Omega Cen

Glowing at 4th magnitude, Omega Centauri is dimly visible to the naked eye. Click for a Hubble Space Telescope view into the cluster's heart.

Photo by Loke Kun Tan.

The great globular star cluster Omega Centauri is unique. It's the biggest and brightest globular cluster in the sky and a treasured sight for amateur observers who are far enough south to see it well. It's the physically largest globular in our Milky Way galaxy, containing millions of stars. And in recent years, astronomers have been finding other unique properties about it that are more mysterious.

For one thing, unlike most globulars it's supported partly by rotation, which gives it a slightly elongated shape. By contrast, most of the Milky Way's 160 or so globular clusters are beehive-like masses of stars swarming at random.

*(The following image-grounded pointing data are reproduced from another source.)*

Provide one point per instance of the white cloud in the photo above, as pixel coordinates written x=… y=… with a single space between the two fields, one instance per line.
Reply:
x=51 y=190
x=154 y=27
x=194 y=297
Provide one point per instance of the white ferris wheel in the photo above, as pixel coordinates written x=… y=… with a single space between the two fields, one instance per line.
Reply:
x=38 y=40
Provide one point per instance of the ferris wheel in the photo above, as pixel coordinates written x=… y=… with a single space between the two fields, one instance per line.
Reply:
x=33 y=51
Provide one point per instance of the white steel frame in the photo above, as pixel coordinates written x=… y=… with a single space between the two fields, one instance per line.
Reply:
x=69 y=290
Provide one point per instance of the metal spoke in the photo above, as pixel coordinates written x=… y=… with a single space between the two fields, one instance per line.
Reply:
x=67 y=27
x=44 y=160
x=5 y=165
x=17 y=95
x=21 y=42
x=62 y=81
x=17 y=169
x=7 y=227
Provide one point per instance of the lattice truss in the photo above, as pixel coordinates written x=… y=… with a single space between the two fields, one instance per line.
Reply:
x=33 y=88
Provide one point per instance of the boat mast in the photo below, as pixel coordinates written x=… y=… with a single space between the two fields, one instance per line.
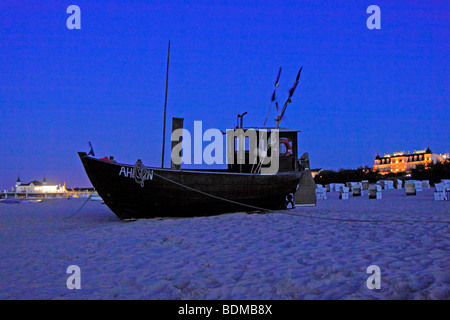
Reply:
x=165 y=107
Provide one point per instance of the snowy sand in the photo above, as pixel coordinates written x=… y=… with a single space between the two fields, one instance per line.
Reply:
x=232 y=256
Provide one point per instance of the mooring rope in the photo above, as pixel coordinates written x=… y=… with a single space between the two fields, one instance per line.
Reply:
x=210 y=195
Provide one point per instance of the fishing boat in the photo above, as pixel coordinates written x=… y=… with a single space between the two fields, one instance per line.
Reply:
x=136 y=191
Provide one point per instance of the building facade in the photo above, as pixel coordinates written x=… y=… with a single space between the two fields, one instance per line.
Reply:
x=404 y=162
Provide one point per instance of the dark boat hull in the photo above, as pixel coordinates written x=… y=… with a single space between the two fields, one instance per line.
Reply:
x=186 y=193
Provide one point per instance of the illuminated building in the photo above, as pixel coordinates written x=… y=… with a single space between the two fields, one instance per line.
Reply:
x=404 y=162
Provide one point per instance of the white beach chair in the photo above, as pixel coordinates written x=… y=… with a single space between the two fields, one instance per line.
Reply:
x=321 y=192
x=426 y=184
x=365 y=184
x=356 y=191
x=439 y=192
x=418 y=185
x=389 y=184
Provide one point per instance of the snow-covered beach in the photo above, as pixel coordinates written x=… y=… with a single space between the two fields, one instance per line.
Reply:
x=317 y=252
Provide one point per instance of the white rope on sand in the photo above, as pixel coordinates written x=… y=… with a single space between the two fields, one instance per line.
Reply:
x=301 y=215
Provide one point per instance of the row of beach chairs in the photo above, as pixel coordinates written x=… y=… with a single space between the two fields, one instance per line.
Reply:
x=442 y=190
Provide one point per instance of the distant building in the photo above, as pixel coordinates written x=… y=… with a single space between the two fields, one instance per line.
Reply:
x=38 y=187
x=404 y=162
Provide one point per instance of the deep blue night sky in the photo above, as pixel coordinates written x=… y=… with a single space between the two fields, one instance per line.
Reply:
x=361 y=92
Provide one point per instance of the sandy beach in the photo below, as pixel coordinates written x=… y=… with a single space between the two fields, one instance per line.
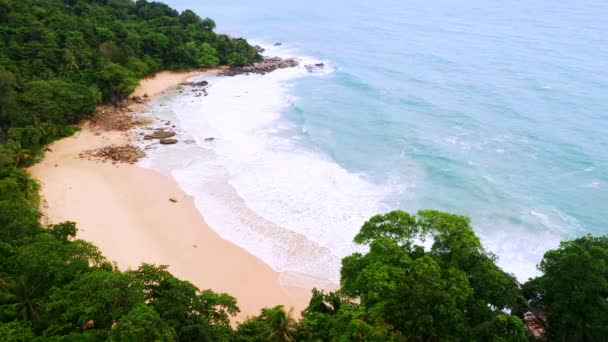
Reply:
x=126 y=211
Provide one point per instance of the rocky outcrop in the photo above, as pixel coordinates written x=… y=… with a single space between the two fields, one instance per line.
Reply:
x=269 y=64
x=159 y=134
x=116 y=154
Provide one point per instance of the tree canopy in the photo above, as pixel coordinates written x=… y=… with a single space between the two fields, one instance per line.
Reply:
x=422 y=277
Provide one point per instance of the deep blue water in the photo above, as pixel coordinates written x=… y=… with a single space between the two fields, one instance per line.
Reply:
x=495 y=110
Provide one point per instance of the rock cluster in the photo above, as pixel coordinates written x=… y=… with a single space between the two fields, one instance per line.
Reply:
x=116 y=154
x=159 y=133
x=200 y=88
x=269 y=64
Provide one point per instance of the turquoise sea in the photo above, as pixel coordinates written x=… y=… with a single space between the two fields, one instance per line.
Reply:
x=494 y=110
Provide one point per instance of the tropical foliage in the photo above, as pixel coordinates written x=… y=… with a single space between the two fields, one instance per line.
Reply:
x=422 y=277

In addition, Omega Cen is the only globular in the Milky Way containing at least two different populations of stars born at different eras. Most of its stars have only about 1/40 the Sun's proportion of heavy elements, a sign of great age. But there's a second population of younger stars mixed in that have 10 times more heavy-element content and also have clearly aged less. These stars amount to 5 percent of the total. And there's an intermediate group of stars having various ages in between.

Three astronomers in Italy and Germany have just published a study of the three populations' motions. Although "the global scenario for the formation and evolution of Omega Centauri still remains a mystery," write Francesco R. Ferraro and Michele Bellazzini (Bologna Observatory) and Elena Pancino (European Southern Observatory), their work is helping to sort the situation out.

The youngest stars, the astronomers find, are clearly moving as a separate group with respect to the rest. Moreover, they don't share in the cluster's general rotation. And the intermediate-age group of stars also has a distinct motion of its own.

The astronomers say the young stars are the tattered remains of a different cluster that Omega Cen has swallowed and nearly assimilated. In fact, they say, in the same manner that "a typical galaxy evolves by accreting smaller systems, the past history of this giant cluster . . . was probably characterized by multiple accreting/merging episodes."

Other astronomers have suggested that Omega Centauri is not a true globular cluster at all, but the dense remnant core of a dwarf elliptical galaxy that the Milky Way has consumed and mostly stripped. If so, we're seeing a case of "hierarchical merging" of small bodies into a larger one merging into a still larger one — something that standard galaxy-formation theory says ought to occur.